Some books will stay with you forever and Emma Donoghue's harrowing novel is one of them.
Although it's set in Ireland during the Great Flu, like most historical fiction novels, it offered me escape and distraction.
The story of Nurse Julia Power and the harsh realities she faced during the war and the pandemic in 1918 is one more people need to read.
This has to be Donoghue's most underrated book but I can understand why it isn't as popular as some of her other novels.
Being released around the same time as the pandemic, there's no doubt many readers were reluctant to pick it up.

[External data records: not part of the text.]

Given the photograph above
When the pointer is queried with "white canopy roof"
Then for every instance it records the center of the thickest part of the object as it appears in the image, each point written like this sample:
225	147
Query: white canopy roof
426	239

But trust me when I say you're missing out on one of the best Irish novels of our time.
It's gripping, heartbreaking and completely enthralling. It'll capture your attention from the very first page, but it will also haunt you long after you've finished reading.
You'll learn so much about the struggles healthcare workers faced, but you'll also be reminded of how incredible nurses are.
The Pull of the Stars is a book you'll regret not reading.
In an Ireland doubly ravaged by war and disease, Nurse Julia Power works at an understaffed hospital in the city center, where expectant mothers who have come down with the terrible new Flu are quarantined together. Into Julia's regimented world step two outsiders—Doctor Kathleen Lynn, a rumoured Rebel on the run from the police, and a young volunteer helper, Bridie Sweeney.
In the darkness and intensity of this tiny ward, over three days, these women change each other's lives in unexpected ways. They lose patients to this baffling pandemic, but they also shepherd new life into a fearful world. With tireless tenderness and humanity, carers and mothers alike somehow do their impossible work.